For some reason, I keep returning to an interview I heard with the poet Patricia Smith recently on To The Best of Our Knowledge.  She spoke briefly about the idea that most people aren’t aware that they have a “second throat”.  I looked around for a quote and bumped into this:

Some time ago, poetry ceased to be something that I do
for fun and became the way I process my life. I would write
even if I had no books, if there were no audiences. I’d write
and read my poems to myself. When the world closes in,
poetry helps me find a safe place to breathe and be. I don’t
know if I could live without it. It’s my second throat, the
way I’m rooted in the world. This is who I am.

I’m going to hang onto that phrase, “second throat.”  It’s an odd phrase but very apt at describing the muscles I’m trying to excercise when I’m in my studio.  And painting and writing are not just what I do, but are, like Patricia says, the ways I’m rooted in the world.  I fear a world where I’m not connected by these things.  The divine is most present for me when I’m speaking with my second throat.  That first photo in this post is there to remind me that a sense of humor is woven very tightly into my throat, tied up in my roots.  What up, yo?

picassoA Saturday in the studio.  Unusual.  Not a day I normally have to paint.  This is the product of today’s endeavors.  I have a work table that I usually reserve for printmaking, but today I cleaned it off and made room for sketching and drawing.  Of course, I keep putting paint on top of my drawings, which makes them paintings I guess, but like I said, it’s important to keep the pressure off.  I’m using acid free book binding board to do this Picasso series and it’s great stuff.  It doesn’t buckle the way that normal cardstock or watercolor paper would.  once it dries, it lays down flat.  An admirable quality.

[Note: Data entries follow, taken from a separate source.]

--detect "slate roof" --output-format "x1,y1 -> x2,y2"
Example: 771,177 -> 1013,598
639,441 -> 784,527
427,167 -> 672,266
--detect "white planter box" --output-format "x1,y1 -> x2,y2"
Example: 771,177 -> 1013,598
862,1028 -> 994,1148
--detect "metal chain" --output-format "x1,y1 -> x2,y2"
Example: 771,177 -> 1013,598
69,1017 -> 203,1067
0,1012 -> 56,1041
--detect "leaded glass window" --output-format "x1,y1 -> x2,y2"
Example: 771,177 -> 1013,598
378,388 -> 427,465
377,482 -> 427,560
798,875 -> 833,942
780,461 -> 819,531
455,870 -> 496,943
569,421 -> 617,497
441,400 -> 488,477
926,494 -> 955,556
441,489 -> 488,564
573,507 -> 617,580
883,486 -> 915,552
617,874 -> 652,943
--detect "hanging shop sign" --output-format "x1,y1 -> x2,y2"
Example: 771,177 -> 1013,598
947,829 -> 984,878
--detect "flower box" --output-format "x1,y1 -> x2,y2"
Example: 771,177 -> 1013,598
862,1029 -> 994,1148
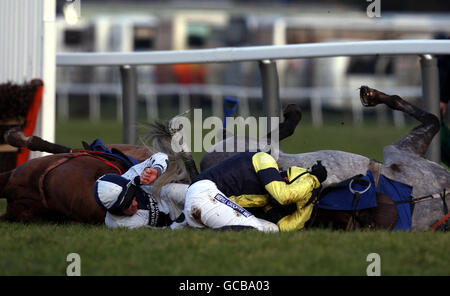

I have a show at the Well Street Art Company in January of 2010 and I thought some today about what might go into such a show.  The space is very large and open there with high ceilings, which has an impact on a number of elements…  scale, color… those kinds of things.  It’s now a little over a year away and I’m excited about having a new venue for my work.

I’ve managed to clean the studio pretty well and obviously, the drawings/paintings are helping me to think about possible new directions.  Though I have to say that I haven’t yet gotten around to that new playlist.  I’m still listening to my previous list only because I haven’t had the time to find new stuff.  The last 100 or so songs have been gifts from other people and I’m waiting on Katy’s mix that she promised me the night the Cubs lost their last game (not that I’m suggesting anything Katy…) and of course, Steve has some lovely new mixes up on Poplibrarian, but his latest theme is unrequited love and I don’t know if I want to wallow in that theme while I’m working.  It might add an unnecessary element of emo.  Sexy is always good however, and considering that I still owe Jill a Sexy CD, perhaps that’s the best plan.  Any way you slice it, novel sounds are needed.  The old sounds are haunted by ghosts and I scare pretty easy these days.